Bien sûr, c'est, à la toute fin du mois d'avril 1945, la débandade qu'on peut imaginer, mais Rochus Misch a le mérite de pouvoir narrer les dernières semaines, dans le bunker humide et inconfortable, la survie dans le terrier pendant que les Alliés occupent l'Allemagne, dans un tableau général de l'effondrement du régime qu'on n'avait presque pas jusque là.
Ce qui contrebalance pas mal le reste du récit qu'on peut souvent résumer à "j'étais au service de cet homme, c'était mon chef, il était sympa avec nous et j'ai jamais soupçonné qu'il avait pu initier la plus grande tuerie de masse du siècle."
En bref : très curieux livre que cette biographie. Pour une fois, le récit d'une vie est intéressant par ce que l'auteur ignore et ce qu'il n'a pas vu dans son existence que par ce dont il a été témoin ou acteur.
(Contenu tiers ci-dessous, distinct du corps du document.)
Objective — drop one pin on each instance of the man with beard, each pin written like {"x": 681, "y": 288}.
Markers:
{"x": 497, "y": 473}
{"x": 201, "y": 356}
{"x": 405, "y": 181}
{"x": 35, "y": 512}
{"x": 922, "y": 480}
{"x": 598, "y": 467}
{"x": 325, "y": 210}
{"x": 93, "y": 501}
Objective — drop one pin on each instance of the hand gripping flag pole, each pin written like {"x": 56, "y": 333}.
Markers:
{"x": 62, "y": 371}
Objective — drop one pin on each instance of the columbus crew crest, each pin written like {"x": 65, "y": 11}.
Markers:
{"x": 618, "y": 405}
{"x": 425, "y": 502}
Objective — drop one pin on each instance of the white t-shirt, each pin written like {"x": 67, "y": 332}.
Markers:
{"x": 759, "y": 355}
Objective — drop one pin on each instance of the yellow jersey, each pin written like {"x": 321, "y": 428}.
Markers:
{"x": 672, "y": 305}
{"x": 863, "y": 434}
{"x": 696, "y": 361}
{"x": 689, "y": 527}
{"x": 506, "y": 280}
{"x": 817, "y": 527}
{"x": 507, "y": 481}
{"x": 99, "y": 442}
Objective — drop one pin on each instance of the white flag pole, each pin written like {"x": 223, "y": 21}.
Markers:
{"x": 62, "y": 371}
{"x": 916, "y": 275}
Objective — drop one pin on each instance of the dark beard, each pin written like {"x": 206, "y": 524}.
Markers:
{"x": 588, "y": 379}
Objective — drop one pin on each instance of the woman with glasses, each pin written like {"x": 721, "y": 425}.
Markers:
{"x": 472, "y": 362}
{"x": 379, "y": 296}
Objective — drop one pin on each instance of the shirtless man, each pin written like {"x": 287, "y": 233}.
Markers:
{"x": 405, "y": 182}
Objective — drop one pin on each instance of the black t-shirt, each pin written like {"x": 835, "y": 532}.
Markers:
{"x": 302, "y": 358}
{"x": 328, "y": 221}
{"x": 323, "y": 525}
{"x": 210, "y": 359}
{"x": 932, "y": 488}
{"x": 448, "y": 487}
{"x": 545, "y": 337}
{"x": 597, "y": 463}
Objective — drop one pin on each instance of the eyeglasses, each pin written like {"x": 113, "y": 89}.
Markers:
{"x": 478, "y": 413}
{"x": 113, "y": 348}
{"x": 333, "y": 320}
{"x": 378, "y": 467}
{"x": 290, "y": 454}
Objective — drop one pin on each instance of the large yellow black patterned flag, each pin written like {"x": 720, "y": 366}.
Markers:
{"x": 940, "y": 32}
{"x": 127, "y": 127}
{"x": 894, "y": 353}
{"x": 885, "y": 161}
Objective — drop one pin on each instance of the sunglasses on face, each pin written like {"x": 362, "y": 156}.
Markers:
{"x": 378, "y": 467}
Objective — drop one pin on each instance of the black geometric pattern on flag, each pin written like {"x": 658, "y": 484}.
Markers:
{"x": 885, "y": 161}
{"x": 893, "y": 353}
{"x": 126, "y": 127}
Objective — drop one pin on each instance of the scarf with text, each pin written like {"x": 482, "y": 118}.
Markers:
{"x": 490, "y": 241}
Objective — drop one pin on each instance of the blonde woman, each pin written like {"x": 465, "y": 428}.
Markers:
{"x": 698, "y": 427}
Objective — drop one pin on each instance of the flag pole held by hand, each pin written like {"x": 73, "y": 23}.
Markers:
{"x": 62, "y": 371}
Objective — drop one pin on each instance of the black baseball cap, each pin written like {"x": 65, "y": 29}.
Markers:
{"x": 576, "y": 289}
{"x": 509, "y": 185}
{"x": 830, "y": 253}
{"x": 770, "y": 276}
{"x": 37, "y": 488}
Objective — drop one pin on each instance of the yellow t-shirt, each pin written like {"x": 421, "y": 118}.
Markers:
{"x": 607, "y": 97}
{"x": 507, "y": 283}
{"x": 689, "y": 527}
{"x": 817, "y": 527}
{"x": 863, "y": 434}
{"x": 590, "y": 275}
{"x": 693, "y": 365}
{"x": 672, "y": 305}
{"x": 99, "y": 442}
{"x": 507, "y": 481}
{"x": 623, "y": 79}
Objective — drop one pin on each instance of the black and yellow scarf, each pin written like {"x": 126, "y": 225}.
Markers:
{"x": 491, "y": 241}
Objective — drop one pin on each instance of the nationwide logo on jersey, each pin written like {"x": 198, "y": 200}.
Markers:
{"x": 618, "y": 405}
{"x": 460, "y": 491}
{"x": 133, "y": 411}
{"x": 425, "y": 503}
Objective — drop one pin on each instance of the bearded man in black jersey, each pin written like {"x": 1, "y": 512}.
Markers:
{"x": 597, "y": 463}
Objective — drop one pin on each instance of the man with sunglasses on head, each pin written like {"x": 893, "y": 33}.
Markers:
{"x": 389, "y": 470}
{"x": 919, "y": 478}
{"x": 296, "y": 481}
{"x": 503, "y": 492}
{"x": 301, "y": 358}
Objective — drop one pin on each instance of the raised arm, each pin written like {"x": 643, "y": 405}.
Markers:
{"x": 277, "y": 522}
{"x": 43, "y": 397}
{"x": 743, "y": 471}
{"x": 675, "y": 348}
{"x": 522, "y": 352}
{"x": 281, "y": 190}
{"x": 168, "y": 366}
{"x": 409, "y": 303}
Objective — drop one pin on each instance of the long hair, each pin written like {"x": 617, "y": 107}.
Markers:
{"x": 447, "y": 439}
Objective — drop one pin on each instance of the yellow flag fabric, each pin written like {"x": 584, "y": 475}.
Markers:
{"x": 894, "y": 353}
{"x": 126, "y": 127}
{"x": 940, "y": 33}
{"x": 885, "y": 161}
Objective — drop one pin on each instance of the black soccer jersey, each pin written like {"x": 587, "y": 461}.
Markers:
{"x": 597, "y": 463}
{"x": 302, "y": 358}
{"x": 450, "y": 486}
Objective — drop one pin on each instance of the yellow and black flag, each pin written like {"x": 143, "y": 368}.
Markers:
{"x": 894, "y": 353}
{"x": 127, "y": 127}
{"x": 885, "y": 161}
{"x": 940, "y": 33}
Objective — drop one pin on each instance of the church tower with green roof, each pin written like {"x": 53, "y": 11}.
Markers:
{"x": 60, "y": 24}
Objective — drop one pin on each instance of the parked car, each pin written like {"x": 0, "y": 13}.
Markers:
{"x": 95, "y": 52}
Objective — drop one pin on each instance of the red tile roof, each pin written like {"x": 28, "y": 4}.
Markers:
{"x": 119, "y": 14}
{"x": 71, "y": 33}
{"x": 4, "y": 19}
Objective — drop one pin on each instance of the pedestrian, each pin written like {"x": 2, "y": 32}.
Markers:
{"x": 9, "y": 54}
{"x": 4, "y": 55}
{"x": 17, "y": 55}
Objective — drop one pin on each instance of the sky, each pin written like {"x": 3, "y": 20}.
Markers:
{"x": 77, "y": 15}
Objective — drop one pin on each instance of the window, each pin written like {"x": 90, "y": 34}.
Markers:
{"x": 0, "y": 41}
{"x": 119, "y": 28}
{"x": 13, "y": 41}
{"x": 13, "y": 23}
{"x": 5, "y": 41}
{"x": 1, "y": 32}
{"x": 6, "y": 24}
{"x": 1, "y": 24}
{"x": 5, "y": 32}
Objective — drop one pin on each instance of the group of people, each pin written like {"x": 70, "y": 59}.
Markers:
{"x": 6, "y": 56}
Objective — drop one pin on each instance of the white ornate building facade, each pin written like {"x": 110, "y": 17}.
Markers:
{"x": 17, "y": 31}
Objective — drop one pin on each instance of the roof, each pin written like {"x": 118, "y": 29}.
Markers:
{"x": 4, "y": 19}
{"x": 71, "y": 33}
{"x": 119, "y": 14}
Malgré sa formation et son parcours, le caractère personnel de Rochus Misch semble faire de lui un naïf inconscient, qui a fait son travail avec application sans jamais s'intéresser au reste du monde et aux actes de ses supérieurs. On en apprend beaucoup en lisant l'histoire de sa vie, mais pas comme on s'y attendrait : effectivement, il démontre ne nouvelle fois comment le régime nazi a pu exister.